Apologies for the delay, this site appears to be rate limiting me. Yeah used correctly they're great. But they're almost never used correctly in practice. I agree this is bozotry in the extreme, but it's widespread. To avoid it all they'd need to do is read like 4 pages of well-written accessible documentation, but sadly that bar is too high. I don't blame protobufs! It's just that, somehow, what should be an elegant, simple system turns into a nightmare in practice. Every. Goddamn. Time. Not unlike when people try to use Kafka. That isn't to say the tool shouldn't be used, just that maybe we need a better way to organize/educate/hire engineers so they don't ruin things so badly. Or at least some way to impose an upper bound the damage they can do. Maybe there's some kind of regularization effect if you force everyone to work with Map<Object, Object> JSON. Or maybe it's just the state everything devolves to eventually.
> Everything was good in the begining, as long as everyone submits their .proto to a centralized repo. Once the one team starts to host their own, things get broken quickly.

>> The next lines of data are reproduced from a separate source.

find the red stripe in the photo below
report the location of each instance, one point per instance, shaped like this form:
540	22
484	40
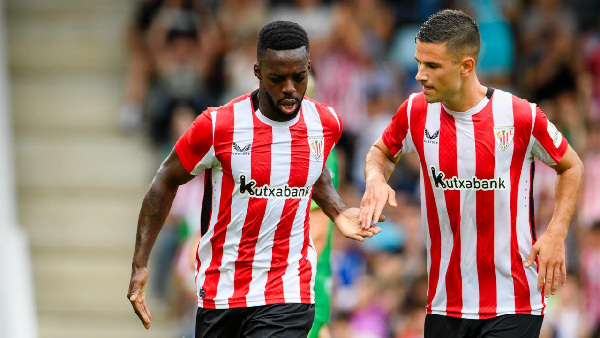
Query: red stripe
485	148
300	160
305	270
448	165
224	128
396	131
417	121
532	228
260	164
522	122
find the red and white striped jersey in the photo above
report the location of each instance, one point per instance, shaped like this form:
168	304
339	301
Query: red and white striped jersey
257	249
476	207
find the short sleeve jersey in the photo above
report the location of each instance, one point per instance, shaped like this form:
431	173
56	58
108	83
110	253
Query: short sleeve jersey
257	248
476	201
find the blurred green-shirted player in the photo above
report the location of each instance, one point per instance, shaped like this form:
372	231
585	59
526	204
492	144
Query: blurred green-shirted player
321	230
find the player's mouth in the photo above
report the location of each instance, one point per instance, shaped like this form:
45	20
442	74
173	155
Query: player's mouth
427	89
288	106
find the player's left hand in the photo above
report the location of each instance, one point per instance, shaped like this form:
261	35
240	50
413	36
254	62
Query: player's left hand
349	225
551	251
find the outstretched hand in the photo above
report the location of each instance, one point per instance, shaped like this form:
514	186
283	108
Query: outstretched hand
551	251
348	223
377	193
137	295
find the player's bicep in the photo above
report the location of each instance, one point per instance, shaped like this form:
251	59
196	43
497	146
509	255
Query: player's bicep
569	160
195	147
173	171
379	144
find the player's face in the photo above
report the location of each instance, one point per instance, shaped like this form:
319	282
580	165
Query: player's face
438	72
283	78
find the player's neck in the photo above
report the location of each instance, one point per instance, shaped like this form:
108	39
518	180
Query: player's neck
471	94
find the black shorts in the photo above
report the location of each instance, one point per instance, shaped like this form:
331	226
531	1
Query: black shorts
279	320
505	326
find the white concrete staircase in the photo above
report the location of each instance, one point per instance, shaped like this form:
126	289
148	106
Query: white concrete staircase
80	182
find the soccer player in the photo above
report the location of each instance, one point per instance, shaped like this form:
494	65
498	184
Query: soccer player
488	273
321	230
262	156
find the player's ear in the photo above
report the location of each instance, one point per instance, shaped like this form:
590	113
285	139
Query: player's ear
257	71
467	66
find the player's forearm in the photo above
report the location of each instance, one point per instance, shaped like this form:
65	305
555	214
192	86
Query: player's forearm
155	208
326	197
378	165
568	184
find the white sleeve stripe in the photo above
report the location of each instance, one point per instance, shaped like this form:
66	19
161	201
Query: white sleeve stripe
335	115
213	118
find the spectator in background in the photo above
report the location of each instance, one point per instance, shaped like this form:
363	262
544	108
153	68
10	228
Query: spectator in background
548	64
590	46
590	261
589	209
364	48
341	80
496	58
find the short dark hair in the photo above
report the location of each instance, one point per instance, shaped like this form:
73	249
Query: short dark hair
281	35
454	27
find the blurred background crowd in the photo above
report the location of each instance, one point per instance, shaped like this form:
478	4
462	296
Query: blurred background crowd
187	55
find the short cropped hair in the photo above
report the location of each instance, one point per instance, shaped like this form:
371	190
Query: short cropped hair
455	28
281	35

Is this an issue with protobufs per se though? It's a data schema. How are people supposed to develop to a shared schema if a team doesn't - you know - share their schema? That could happen with any other particular choice for how schemas are defined.

It's a problem with PB because it requires everything to be typed (unless you use Any), which requires all middleware to eagerly type check all data passing through. With JSON, validation will be typically done only by the endpoints, which allows for much faster development.

There was a blog a few years ago, where an engineer working on the Google Cloud console was complaining that simply adding a checkbox to one of the pages required modifying ~20 internal protos and 6 months of rollout. That's an obvious downside that I wish I knew how to fix.

My guess is there's more to that story than just "protobufs don't forward unknown fields" because that's not how they work be default. Take a look at https://protobuf.dev/programming-guides/proto3/#unknowns.

https://kmcd.dev/posts/protobuf-unknown-fields/ discusses the scenario you're hinting at.

It's possible in the story you mention that each of those ~20 internal protos were different messages, and each hop between backends was translating data between nearly identical schemas. In that case, they'd all need to be updated to transport that data. But that's different and the result of those engineers' choice for how to structure their service definitions.

The problem is different. Protobuf's unknown field support is useful if you want to forward a message in its entirety, and it allows you to copy an input message even though it has fields unknown to the middleware. The problem arises because at Google, in order to minimize payloads and storage sizes, they almost always create "intermediate" protobufs that are only used by middleware to talk to other middleware.

Example:

The service that manages the web frontend knows that the new checkbox is auth-related and therefore it has to go into the WebServiceAuthRequest PB message, but it doesn't have the new schema of the WebServiceAuthRequest message with the checkbox field, so it can't create a WebServiceAuthRequest message because it doesn't know which numeric ID to use for the value.

The "common wisdom" at Google was that you have to add a new field starting at the leaves (the storage backends) and work your way up to the middleware, then the web frontends and finally the JS code. And yes, in the worst case it can take two quarters and modifying 20 intermediate services (each with its own ServiceFooRequest protobuf) just to add a new checkbox in the UI.

And in writing this I came up with a way to avoid the problem, but it would require an incompatible change to the PB wire format. Hmmm...

> As it occured to me, gRPC could optionally just serve those .proto files in the initial h2 handshake on the wire

Do you mean the reflection protocol, or some other .proto files?

It does have discovery built in. Is that what you want?
you mean grpc.reflection.v1alpha.ServerReflection? Close enough, sadly not generally enabled.